If you’re familiar with superhero gaming, then I’m sure you’ve come across that moment when someone like The Hulk screams at a minion in an attempt to intimidate the poor ant but fails because his Presence/Charisma bonus is utterly deplorable. Wouldn’t it have made more sense for The Hulk to benefit from his incredible strength in that situation?
But we’re not talking superheroes (it’s just a great example of why we need to consider making exceptions in the rules), so here’s a situation we also discussed that is more relevant:
A sneaky assassin, who has a high Scoundrel rating and proficiency in Stealth, is looking for a hidden item in a magistrates office. Our assassin doesn’t have a great rating in Scholar, the profession used for discovering things, and no proficiency in Investigation, a Scholar skill used for searching. However, if you turn the tables, this assassin would roll Scoundrel (Stealth) to hide an item, so wouldn’t it make sense that such expertise would help in finding an item someone else hid? It’s a case of “what would I, a super skilled person in this regard, do in such a situation?” By the letter of the rules, the assassin would roll Scholar (Investigation).
Enter Skill Synergy
We feel that such skills should help, but we also don’t want a robust rules system to handle something that’s not likely to come up very often. (Skill synergy was a thing in past Fate games, like the first edition of Bulldogs, and I don’t think it’s ever come up at my table.)
Another consideration that we need to make is how powerful skill synergy is. If you always get a benefit because your proficient in another skill then the game becomes about pointing out and justifying skill synergies. There needs to be some resource expenditure to make this work, if for not other reason than to keep it somewhat of a rare occurrence.

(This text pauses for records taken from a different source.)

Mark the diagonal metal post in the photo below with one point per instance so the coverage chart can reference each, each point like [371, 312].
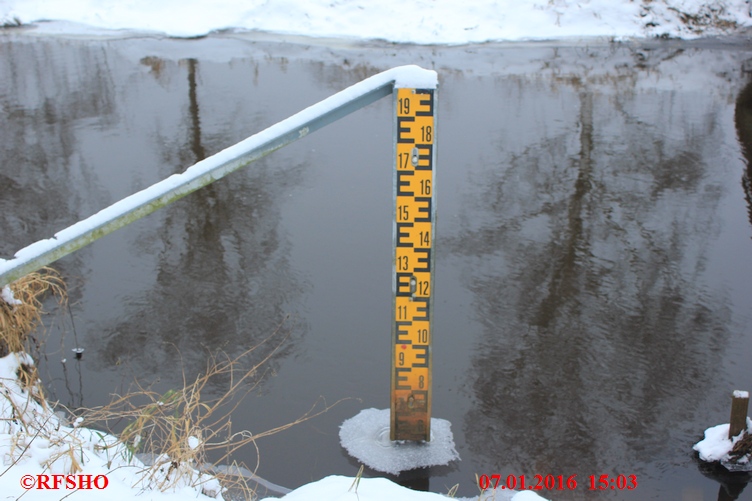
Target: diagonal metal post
[215, 167]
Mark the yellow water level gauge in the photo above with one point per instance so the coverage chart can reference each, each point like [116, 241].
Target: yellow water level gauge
[412, 277]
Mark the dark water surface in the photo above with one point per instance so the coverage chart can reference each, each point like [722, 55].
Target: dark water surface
[592, 310]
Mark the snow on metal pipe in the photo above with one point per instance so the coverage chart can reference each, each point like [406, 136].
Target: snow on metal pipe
[215, 167]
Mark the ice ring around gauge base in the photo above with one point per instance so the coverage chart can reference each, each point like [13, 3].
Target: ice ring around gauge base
[366, 438]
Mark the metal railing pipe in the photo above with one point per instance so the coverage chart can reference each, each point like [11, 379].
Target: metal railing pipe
[215, 167]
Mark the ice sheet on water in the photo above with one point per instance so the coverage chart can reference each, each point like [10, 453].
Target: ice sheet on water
[366, 438]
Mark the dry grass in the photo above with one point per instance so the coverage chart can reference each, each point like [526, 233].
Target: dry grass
[180, 428]
[19, 321]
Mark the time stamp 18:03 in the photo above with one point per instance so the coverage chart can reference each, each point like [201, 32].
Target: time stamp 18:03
[557, 482]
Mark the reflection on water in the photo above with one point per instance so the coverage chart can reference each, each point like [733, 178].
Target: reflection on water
[592, 272]
[587, 276]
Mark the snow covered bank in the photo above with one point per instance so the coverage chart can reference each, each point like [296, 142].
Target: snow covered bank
[45, 459]
[422, 21]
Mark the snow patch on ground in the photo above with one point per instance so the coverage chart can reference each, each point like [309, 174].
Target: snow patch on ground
[420, 21]
[37, 449]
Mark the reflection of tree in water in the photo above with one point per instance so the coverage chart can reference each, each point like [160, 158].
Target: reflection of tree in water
[45, 96]
[223, 279]
[598, 328]
[743, 121]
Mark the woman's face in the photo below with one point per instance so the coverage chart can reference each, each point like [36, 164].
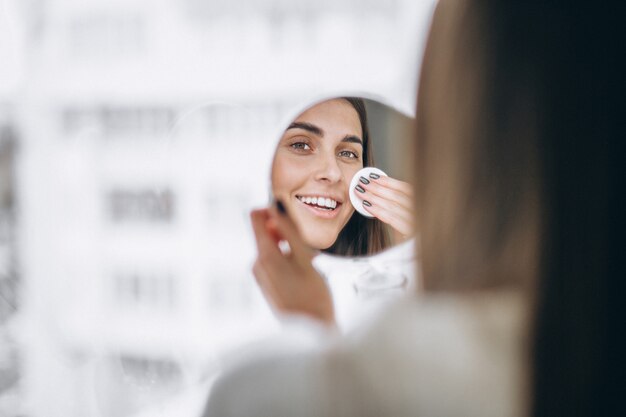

Before we go any further, we need to address how Jadepunk d20 will use the Inspiration mechanic, or at least how it’s different than 5e. Coming from designing Fate games, we’re more familiar with utilization and spirit of an aspect, so Inspiration is something you can expect us to tweak. I won’t get into it here, but what you need to know is that you can’t just spend inspiration to get advantage; you need to point something out as important to get that advantage – you need to justify it. In this respect, you can think of spending inspiration as using a resource to take over for the GM so you can say “this thing grants advantage in this situation.”
How this works with skill synergies is you can point something out that would be relevant to helping you in the situation and gain advantage on the roll, if you spend a point of Inspiration to earn the right to do so.
So in the case of our assassin searching for the hidden item, the player could spend a point of Inspiration to say “my assassin is trained in how to hide things; Scoundrel (Stealth); and so should have advantage on this roll.” So long as it makes sense to the table, the assassin is going to get advantage on the roll because of their justifiable expenditure of inspiration.
There are other things to spend Inspiration on to gain advantage, and we’ll cover that in a future post. We’ve also got some ideas for how gaining Inspiration can be in the hands of the GM or the player (by accepting disadvantage on a roll because of some trait). But we’re still working on Inspiration mechanics, and they’ll require quite a bit of playtesting.